The Catalan Association of Friends of the Sahrawi People (ACAPS) has strongly condemned the expulsion by the Moroccan occupation authorities of a Spanish human rights monitoring mission from the occupied Sahrawi territories, denouncing a systematic violation of the Sahrawi people’s internationally recognized fundamental rights.
“The ACAPS strongly condemns the actions of the Moroccan authorities,” the association said in a statement, emphasizing that this move falls within the framework of a “systematic repression policy” and “an information blackout imposed on the Sahrawi population living under occupation.” Moroccan authorities expelled last Tuesday members of a Spanish human rights monitoring mission, after preventing them from disembarking upon landing in al-Aaiun airport in the occupied Sahrawi territories.

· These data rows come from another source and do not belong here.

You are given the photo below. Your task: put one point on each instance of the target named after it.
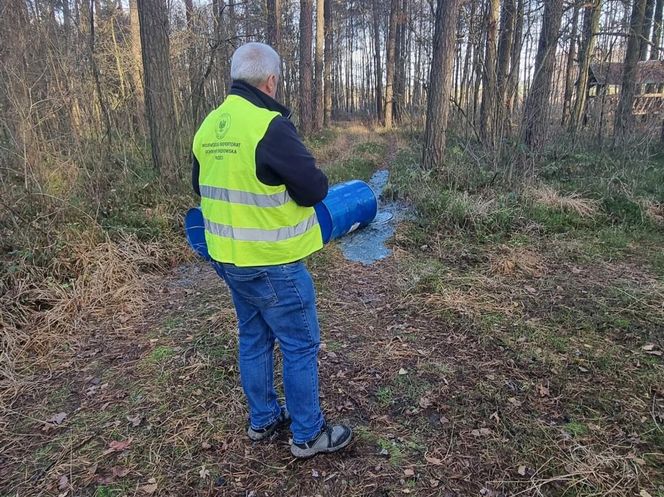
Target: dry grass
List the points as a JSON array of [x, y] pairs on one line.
[[109, 285], [573, 202], [509, 261], [655, 211]]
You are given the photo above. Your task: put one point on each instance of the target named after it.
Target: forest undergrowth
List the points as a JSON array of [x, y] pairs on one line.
[[511, 344]]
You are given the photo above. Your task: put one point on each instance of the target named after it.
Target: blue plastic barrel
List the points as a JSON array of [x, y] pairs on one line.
[[347, 207], [194, 226]]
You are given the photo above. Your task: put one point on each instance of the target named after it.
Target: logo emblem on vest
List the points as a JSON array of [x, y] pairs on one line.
[[224, 124]]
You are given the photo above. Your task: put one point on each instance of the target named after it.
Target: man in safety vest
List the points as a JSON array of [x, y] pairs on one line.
[[258, 184]]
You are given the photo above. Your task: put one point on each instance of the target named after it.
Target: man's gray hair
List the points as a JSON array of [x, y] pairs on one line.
[[254, 63]]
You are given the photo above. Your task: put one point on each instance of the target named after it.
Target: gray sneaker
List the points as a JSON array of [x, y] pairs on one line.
[[268, 431], [330, 439]]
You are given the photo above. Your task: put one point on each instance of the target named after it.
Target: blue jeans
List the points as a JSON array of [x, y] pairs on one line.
[[277, 302]]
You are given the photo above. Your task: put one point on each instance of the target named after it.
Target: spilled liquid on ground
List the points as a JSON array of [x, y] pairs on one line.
[[368, 245]]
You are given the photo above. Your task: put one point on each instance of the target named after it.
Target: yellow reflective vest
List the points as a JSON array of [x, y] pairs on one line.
[[247, 223]]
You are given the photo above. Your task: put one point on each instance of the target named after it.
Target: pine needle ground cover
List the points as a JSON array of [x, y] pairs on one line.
[[512, 345]]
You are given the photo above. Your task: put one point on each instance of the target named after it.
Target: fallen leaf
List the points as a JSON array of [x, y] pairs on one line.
[[119, 472], [57, 419], [150, 488], [118, 446], [135, 421], [63, 483], [433, 460], [425, 401], [543, 391]]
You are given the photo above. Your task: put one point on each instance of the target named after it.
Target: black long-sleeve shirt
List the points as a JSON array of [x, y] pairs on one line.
[[281, 157]]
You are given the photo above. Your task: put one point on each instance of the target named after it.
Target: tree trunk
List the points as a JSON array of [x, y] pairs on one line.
[[329, 40], [590, 28], [319, 99], [159, 103], [377, 64], [391, 52], [273, 26], [136, 66], [656, 31], [489, 75], [645, 33], [624, 117], [536, 110], [517, 45], [569, 67], [440, 84], [507, 22], [195, 82], [306, 74], [400, 65]]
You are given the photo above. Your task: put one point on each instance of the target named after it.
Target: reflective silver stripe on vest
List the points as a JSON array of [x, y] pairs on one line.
[[240, 197], [260, 235]]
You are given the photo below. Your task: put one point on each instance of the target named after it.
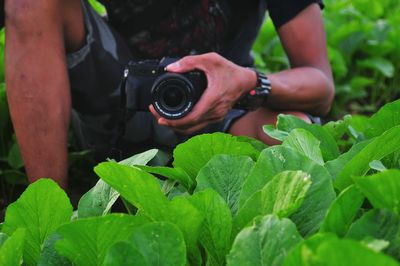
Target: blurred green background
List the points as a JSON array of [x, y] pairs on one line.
[[364, 50]]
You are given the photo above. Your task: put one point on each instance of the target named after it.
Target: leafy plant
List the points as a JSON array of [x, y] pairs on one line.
[[363, 48], [224, 201]]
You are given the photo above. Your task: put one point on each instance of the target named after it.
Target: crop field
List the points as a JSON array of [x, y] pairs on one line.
[[327, 195], [229, 200]]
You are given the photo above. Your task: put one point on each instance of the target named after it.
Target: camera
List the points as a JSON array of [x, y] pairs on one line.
[[173, 95]]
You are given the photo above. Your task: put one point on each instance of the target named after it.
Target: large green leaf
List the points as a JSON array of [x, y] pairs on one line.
[[160, 244], [342, 212], [282, 196], [97, 201], [122, 254], [386, 118], [175, 174], [336, 166], [273, 161], [266, 242], [192, 155], [3, 238], [49, 255], [328, 146], [12, 250], [215, 232], [140, 159], [382, 65], [379, 224], [86, 241], [380, 147], [188, 219], [328, 250], [338, 128], [137, 187], [382, 189], [226, 175], [41, 209], [304, 142]]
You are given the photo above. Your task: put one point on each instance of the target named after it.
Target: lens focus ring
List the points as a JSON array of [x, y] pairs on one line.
[[172, 95]]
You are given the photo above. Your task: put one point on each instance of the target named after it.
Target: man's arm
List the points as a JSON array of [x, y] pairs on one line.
[[308, 86], [37, 85]]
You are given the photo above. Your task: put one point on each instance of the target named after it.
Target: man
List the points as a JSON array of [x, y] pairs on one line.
[[60, 54]]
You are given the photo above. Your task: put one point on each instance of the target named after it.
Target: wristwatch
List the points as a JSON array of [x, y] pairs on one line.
[[256, 97]]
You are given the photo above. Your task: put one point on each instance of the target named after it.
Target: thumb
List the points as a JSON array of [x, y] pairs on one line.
[[183, 65]]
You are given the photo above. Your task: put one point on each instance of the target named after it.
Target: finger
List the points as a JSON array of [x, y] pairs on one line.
[[196, 128], [160, 120], [185, 64]]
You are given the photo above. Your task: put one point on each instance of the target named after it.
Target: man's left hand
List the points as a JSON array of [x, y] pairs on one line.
[[227, 83]]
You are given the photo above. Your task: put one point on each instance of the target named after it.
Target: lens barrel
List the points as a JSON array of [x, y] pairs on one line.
[[173, 95]]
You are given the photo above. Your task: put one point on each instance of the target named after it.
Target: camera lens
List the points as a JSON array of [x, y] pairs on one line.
[[172, 95], [173, 98]]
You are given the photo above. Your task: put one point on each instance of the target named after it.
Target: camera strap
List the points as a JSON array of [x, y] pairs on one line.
[[116, 141]]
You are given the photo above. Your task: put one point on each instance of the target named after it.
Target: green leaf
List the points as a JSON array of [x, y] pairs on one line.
[[275, 160], [100, 9], [336, 166], [382, 189], [378, 224], [137, 187], [226, 175], [375, 244], [380, 147], [160, 244], [330, 251], [3, 238], [304, 142], [175, 174], [86, 241], [282, 196], [215, 231], [377, 165], [382, 65], [192, 155], [122, 254], [41, 209], [342, 212], [12, 250], [97, 201], [386, 118], [338, 128], [140, 159], [266, 242], [274, 133], [49, 255], [328, 145], [188, 219]]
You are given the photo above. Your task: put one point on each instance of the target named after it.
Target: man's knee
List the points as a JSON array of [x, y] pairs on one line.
[[19, 12]]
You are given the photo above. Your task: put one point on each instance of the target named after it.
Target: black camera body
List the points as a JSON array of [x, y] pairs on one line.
[[173, 95]]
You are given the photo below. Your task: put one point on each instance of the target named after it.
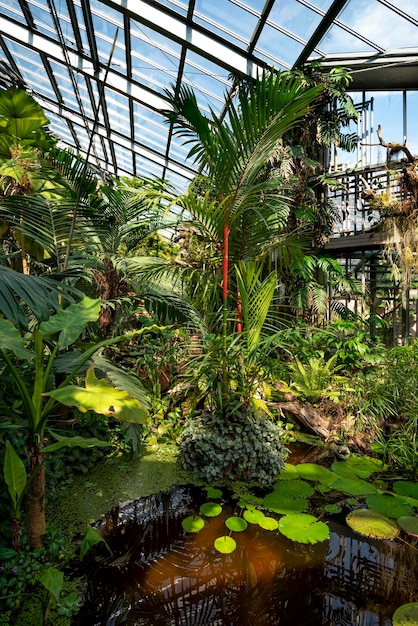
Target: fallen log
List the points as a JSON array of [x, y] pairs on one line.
[[309, 416]]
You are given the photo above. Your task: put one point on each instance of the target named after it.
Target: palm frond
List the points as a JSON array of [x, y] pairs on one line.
[[23, 295], [256, 296]]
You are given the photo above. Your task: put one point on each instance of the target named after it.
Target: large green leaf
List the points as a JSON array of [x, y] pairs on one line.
[[406, 488], [312, 471], [75, 442], [39, 294], [389, 505], [278, 503], [235, 523], [99, 396], [294, 489], [53, 581], [23, 113], [303, 528], [353, 486], [225, 544], [10, 339], [211, 509], [372, 524], [71, 322], [14, 473], [193, 523]]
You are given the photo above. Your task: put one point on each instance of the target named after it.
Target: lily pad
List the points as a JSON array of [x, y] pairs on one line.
[[332, 508], [391, 506], [210, 509], [372, 524], [225, 544], [354, 486], [238, 524], [253, 516], [342, 468], [193, 524], [294, 488], [268, 523], [213, 493], [406, 488], [409, 524], [280, 504], [406, 615], [312, 471], [303, 528], [363, 466], [288, 472]]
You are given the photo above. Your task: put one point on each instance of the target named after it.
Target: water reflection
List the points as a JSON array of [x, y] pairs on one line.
[[160, 576]]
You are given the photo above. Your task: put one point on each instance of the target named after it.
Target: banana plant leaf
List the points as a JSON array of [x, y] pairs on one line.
[[71, 322], [99, 396], [10, 339], [23, 113], [75, 442]]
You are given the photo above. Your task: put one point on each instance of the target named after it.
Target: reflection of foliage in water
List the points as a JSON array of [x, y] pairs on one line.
[[161, 576]]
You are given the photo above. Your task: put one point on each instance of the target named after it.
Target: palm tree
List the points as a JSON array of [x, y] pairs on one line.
[[245, 209]]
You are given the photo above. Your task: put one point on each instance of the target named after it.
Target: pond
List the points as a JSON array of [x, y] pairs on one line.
[[160, 575]]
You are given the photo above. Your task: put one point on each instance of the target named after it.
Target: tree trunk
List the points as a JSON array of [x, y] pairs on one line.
[[36, 496], [310, 417], [16, 534]]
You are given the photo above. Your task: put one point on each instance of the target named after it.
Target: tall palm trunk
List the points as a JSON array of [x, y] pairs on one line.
[[36, 495]]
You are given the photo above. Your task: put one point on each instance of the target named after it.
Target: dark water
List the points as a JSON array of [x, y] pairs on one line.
[[160, 576]]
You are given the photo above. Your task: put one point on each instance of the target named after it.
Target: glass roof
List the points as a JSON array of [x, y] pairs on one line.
[[99, 68]]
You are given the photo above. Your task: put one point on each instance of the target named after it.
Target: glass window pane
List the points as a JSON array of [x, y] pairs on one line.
[[379, 24], [225, 18], [294, 18], [154, 58], [412, 121], [278, 48]]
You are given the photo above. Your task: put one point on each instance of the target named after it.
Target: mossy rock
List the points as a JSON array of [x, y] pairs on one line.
[[372, 524], [409, 524]]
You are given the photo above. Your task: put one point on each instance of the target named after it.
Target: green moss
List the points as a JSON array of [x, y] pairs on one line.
[[111, 482]]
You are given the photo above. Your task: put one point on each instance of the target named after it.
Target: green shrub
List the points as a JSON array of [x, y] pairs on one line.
[[242, 447]]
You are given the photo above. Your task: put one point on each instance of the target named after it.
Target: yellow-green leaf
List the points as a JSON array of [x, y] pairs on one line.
[[99, 396]]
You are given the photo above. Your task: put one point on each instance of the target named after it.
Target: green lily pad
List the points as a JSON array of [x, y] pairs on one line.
[[406, 615], [363, 466], [332, 508], [253, 516], [386, 504], [236, 523], [303, 528], [354, 486], [225, 544], [193, 524], [280, 504], [343, 468], [312, 471], [213, 493], [372, 524], [246, 499], [288, 472], [406, 488], [323, 488], [294, 488], [211, 509], [409, 524], [268, 523]]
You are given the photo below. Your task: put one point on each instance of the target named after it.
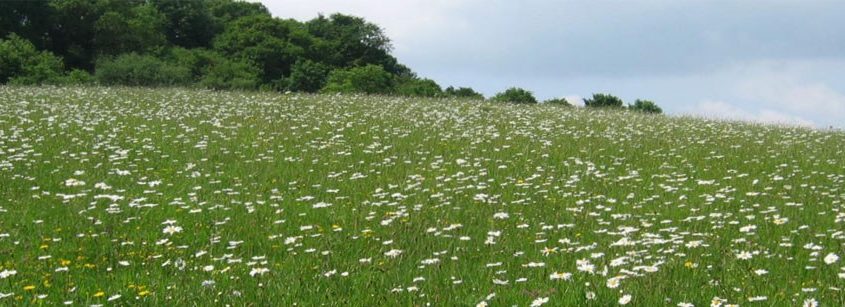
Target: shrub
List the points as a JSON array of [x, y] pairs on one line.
[[603, 101], [144, 70], [462, 92], [645, 106], [229, 74], [307, 76], [21, 63], [515, 95], [370, 79], [415, 87], [558, 101]]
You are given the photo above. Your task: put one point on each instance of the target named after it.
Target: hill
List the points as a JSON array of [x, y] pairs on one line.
[[191, 197]]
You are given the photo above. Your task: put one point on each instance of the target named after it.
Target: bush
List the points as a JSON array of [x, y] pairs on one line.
[[21, 63], [645, 106], [558, 101], [515, 95], [418, 88], [144, 70], [223, 74], [76, 76], [603, 101], [307, 76], [370, 79], [462, 92]]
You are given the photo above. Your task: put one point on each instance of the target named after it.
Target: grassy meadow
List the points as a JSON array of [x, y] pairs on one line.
[[171, 197]]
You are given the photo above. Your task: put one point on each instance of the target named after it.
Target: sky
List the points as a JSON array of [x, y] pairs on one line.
[[770, 61]]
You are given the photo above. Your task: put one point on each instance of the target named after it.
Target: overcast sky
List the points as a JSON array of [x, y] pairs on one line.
[[771, 61]]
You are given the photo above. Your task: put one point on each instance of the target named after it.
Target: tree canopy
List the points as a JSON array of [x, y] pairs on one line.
[[216, 44]]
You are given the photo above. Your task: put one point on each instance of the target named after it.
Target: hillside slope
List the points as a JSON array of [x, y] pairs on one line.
[[181, 197]]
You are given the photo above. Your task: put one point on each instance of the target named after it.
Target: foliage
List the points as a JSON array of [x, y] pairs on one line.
[[307, 76], [270, 43], [229, 74], [415, 87], [515, 95], [645, 106], [139, 30], [21, 63], [346, 41], [462, 92], [208, 38], [558, 101], [189, 23], [603, 101], [143, 70], [369, 79]]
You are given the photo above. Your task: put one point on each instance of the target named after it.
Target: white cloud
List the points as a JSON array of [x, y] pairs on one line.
[[722, 110]]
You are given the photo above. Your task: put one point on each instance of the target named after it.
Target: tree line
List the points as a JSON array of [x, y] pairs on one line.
[[216, 44]]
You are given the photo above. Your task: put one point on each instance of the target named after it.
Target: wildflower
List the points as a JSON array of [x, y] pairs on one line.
[[6, 273], [171, 229], [614, 282], [831, 258], [393, 253], [258, 271], [563, 276], [744, 255], [539, 301]]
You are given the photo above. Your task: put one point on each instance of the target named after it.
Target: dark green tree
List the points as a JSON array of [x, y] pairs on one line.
[[21, 63], [27, 19], [515, 95], [603, 101], [416, 87], [143, 70], [226, 11], [229, 74], [645, 106], [272, 44], [307, 76], [73, 30], [558, 101], [346, 41], [370, 79], [462, 92], [140, 29], [189, 23]]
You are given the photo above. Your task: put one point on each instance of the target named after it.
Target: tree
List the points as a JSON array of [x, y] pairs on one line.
[[307, 76], [515, 95], [21, 63], [462, 92], [141, 29], [603, 101], [271, 44], [229, 74], [416, 87], [73, 30], [347, 41], [370, 79], [558, 101], [143, 70], [226, 11], [189, 23], [28, 19], [645, 106]]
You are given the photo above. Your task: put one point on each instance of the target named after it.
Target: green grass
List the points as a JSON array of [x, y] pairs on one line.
[[241, 173]]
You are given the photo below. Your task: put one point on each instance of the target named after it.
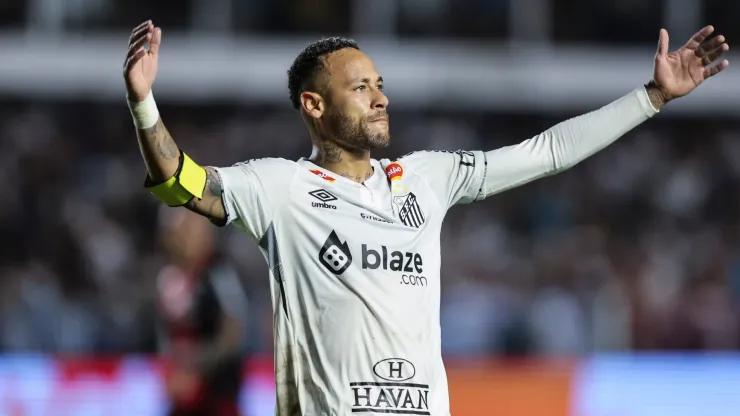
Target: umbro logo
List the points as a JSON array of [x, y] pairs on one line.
[[324, 196]]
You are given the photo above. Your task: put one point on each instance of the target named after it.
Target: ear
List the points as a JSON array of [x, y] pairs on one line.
[[312, 104]]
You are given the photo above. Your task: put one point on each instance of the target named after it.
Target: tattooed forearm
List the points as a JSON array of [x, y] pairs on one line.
[[657, 97], [211, 206], [162, 157], [160, 152]]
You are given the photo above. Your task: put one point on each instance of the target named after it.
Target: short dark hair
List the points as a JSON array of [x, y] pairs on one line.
[[309, 63]]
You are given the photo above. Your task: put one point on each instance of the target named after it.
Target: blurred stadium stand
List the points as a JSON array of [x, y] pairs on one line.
[[613, 266]]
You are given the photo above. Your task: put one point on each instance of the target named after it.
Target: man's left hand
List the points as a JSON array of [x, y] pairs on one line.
[[678, 73]]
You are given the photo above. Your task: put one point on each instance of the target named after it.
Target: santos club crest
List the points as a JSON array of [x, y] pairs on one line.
[[409, 211]]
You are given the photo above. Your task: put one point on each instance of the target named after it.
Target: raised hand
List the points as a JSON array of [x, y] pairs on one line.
[[678, 73], [140, 66]]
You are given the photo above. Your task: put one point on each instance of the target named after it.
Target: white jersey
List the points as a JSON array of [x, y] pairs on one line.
[[355, 267], [355, 277]]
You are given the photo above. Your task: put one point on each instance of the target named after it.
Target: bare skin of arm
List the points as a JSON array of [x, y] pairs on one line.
[[160, 152], [162, 158]]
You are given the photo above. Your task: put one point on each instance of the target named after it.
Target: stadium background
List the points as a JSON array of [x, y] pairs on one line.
[[611, 289]]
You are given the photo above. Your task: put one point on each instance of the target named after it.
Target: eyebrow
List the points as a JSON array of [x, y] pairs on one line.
[[366, 80]]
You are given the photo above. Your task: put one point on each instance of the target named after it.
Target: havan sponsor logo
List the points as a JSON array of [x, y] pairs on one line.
[[394, 396]]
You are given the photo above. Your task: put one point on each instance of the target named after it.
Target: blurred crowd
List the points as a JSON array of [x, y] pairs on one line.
[[636, 248], [601, 21]]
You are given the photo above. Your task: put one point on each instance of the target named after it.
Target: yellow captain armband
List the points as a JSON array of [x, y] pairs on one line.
[[188, 182]]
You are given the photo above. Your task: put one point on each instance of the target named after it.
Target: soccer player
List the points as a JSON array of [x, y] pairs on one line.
[[353, 243]]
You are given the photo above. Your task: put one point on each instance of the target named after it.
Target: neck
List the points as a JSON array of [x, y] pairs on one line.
[[351, 163]]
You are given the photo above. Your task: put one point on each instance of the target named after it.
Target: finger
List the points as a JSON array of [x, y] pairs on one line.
[[132, 60], [662, 43], [699, 37], [715, 54], [714, 70], [155, 41], [139, 45], [139, 33], [710, 45], [141, 25]]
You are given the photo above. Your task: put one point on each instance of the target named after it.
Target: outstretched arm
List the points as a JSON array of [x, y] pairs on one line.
[[568, 143], [163, 158]]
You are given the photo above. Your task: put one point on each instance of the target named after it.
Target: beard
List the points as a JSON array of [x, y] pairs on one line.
[[360, 133]]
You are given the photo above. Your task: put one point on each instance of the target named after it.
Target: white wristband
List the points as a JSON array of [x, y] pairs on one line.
[[145, 113]]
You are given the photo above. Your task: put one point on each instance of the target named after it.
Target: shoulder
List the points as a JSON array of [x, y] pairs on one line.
[[268, 163], [435, 159]]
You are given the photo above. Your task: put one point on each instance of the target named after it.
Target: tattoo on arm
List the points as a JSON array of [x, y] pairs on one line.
[[160, 152], [657, 97], [212, 205]]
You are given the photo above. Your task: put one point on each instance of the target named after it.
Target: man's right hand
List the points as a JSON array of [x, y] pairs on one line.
[[140, 66]]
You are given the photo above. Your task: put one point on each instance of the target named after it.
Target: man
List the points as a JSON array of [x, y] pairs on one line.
[[202, 305], [353, 242]]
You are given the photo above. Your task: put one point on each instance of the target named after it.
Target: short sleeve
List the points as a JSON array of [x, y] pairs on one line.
[[252, 190], [455, 177]]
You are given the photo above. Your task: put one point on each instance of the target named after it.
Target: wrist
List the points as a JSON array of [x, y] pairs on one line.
[[658, 98], [144, 111]]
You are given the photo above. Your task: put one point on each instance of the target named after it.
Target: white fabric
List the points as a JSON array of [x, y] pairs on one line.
[[356, 289]]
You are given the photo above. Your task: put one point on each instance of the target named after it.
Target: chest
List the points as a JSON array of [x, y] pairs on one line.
[[376, 210]]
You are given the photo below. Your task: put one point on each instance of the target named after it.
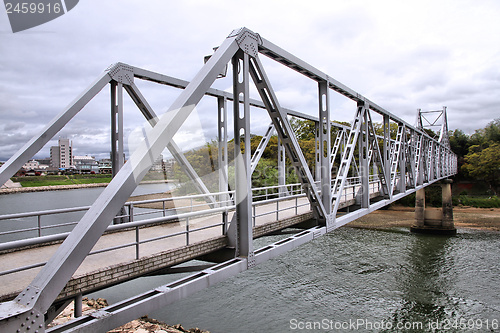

The ACAPS noted that this expulsion is “not an isolated case,” underlining that in recent years the “Moroccan occupation authorities have systematically blocked the entry of journalists, European deputies, parliamentarians, human rights defenders and many people in solidarity with the Sahrawi issue.” “These practices undermine the fundamental rights to information, freedom of expression and mobilization, and are part of a strategy aimed to marginalize the international community, leading to the most serious violations of the Sahrawi’s rights,” the association said.
In this regard, ACAPS affirmed that the military occupation of Western Sahara is “accompanied by flagrant violations of human rights, including arbitrary detention, torture, forced disappearances, trials without due process, persecution of Sahrawi activists and the ongoing repression of dissent and civil society.” “The systematic refusal of access of international observers is part of this dynamic of control and impunity,” the association said.
Reaffirming its support to the Sahrawi people, ACAPS calls for “the recognition of the Sahrawi people’s inalienable right to self-determination, as enshrined in the UN resolutions, which represents a cornerstone of international law, as well as “the end of military and administrative occupation of Western Sahara.”